When prosumers feed electricity to the grid from their clean energy sources — or use their home resources to separate from the grid and reduce demand when utility resources are strained — they’re helping avoid blackouts. They’re ensuring utilities, businesses and households don’t fire up polluting fossil fuel generators.
With programs like PGE’s Smart Battery Pilot and, in California, the agreement between SDG&E and Miramar, utilities have the opportunity to help keep the grid from becoming overtaxed.
Prosumers who share their clean resources with the grid can also help utilities manage their “peak” or highest demand periods without requiring utilities to invest in building “peaker” plants, which are often based on fossil fuels.

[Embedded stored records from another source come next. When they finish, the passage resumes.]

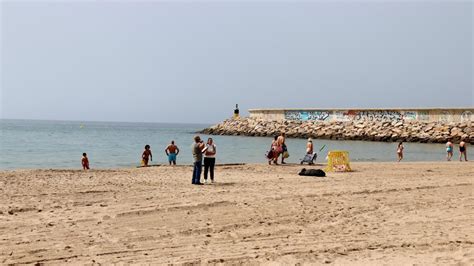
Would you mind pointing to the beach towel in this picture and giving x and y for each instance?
(312, 172)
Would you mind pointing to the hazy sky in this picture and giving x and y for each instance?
(193, 61)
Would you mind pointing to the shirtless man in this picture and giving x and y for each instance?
(449, 150)
(462, 150)
(172, 151)
(281, 143)
(146, 155)
(309, 146)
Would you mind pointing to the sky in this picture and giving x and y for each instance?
(191, 62)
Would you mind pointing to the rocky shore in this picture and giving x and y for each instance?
(390, 131)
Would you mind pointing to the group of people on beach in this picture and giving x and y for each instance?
(199, 150)
(278, 148)
(449, 150)
(171, 151)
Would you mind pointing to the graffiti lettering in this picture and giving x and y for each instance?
(409, 115)
(466, 116)
(378, 116)
(307, 116)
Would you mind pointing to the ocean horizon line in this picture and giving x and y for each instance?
(99, 121)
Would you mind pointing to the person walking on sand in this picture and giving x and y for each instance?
(146, 155)
(309, 146)
(449, 150)
(85, 161)
(197, 148)
(209, 159)
(276, 149)
(400, 151)
(172, 151)
(284, 149)
(462, 151)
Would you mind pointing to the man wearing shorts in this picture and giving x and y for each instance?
(172, 151)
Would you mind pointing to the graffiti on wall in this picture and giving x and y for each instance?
(379, 116)
(466, 116)
(307, 116)
(409, 115)
(423, 116)
(444, 116)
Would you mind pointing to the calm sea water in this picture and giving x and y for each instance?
(60, 144)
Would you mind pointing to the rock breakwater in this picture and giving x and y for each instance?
(389, 131)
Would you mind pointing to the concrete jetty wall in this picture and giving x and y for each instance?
(410, 125)
(343, 115)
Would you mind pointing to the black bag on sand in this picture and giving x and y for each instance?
(312, 172)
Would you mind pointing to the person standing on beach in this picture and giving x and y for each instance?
(172, 151)
(276, 149)
(309, 146)
(449, 150)
(85, 161)
(462, 151)
(146, 155)
(197, 148)
(209, 159)
(400, 151)
(284, 149)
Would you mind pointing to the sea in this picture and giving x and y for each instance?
(35, 144)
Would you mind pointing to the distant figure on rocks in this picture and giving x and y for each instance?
(172, 151)
(449, 150)
(85, 161)
(309, 146)
(236, 111)
(462, 151)
(197, 148)
(400, 151)
(209, 159)
(146, 155)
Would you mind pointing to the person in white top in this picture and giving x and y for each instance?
(209, 159)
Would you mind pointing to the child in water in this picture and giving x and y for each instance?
(85, 161)
(147, 155)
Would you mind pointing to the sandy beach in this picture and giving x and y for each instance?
(382, 213)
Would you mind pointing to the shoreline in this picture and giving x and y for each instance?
(368, 130)
(393, 213)
(291, 164)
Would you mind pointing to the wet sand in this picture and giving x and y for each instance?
(383, 213)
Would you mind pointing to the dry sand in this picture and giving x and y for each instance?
(383, 213)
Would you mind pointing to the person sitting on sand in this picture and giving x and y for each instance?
(462, 151)
(85, 161)
(309, 146)
(449, 150)
(146, 155)
(172, 151)
(400, 151)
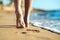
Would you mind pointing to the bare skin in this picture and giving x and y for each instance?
(20, 22)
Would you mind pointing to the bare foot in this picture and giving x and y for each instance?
(26, 22)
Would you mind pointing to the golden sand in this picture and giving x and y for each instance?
(9, 32)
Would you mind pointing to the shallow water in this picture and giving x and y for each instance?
(41, 20)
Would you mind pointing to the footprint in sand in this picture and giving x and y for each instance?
(33, 30)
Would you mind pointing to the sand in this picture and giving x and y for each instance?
(8, 30)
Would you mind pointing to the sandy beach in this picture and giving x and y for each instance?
(8, 30)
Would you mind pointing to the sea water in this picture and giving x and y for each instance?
(49, 20)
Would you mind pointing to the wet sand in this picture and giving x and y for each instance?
(8, 30)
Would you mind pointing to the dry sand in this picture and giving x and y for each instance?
(9, 32)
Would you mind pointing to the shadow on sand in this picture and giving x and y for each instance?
(7, 26)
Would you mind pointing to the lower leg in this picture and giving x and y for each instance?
(28, 8)
(18, 11)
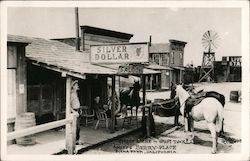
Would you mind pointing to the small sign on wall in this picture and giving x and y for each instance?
(130, 69)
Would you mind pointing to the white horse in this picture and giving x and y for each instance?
(209, 109)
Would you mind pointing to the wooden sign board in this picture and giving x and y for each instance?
(127, 69)
(119, 53)
(235, 61)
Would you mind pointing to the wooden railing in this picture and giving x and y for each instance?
(70, 131)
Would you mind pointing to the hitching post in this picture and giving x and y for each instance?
(69, 138)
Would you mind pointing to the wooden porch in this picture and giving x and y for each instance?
(53, 141)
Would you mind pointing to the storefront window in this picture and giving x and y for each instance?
(165, 59)
(156, 58)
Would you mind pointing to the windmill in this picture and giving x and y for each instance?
(210, 42)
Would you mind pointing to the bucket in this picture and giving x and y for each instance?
(234, 96)
(23, 121)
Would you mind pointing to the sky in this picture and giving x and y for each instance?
(184, 24)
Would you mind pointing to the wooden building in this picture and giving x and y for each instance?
(47, 65)
(96, 36)
(228, 70)
(167, 58)
(49, 62)
(16, 79)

Energy storage batteries and electric vehicle batteries are often sitting unused in houses or businesses. Oregon utilities need to take advantage of these and other resources and help move the transition to clean energy forward.
To achieve this goal, we need national and state policies that alter archaic rules and regulations. These policies were created before technology advancements began giving businesses and consumers more control over their energy supply. Many of these rules and regulations involve utility requirements, rate structures and territorial restrictions.
California policymakers are working on enacting some measures that benefit prosumers. For example, California SB 379 calls for shortening local governments’ approval process for firing up homeowners’ solar and storage systems. This type of policy would be helpful in Oregon.
Also helpful would be measures requiring utilities to approve the interconnection of clean energy projects to utility systems within a specific time frame. Too often, homeowners and clean energy project developers must wait months for interconnection.
Prosumers can help ensure the grid is clean, flexible and reliable, especially with the aid of new policies. This becomes more and more important as extreme weather poses threats to the reliability of the grid.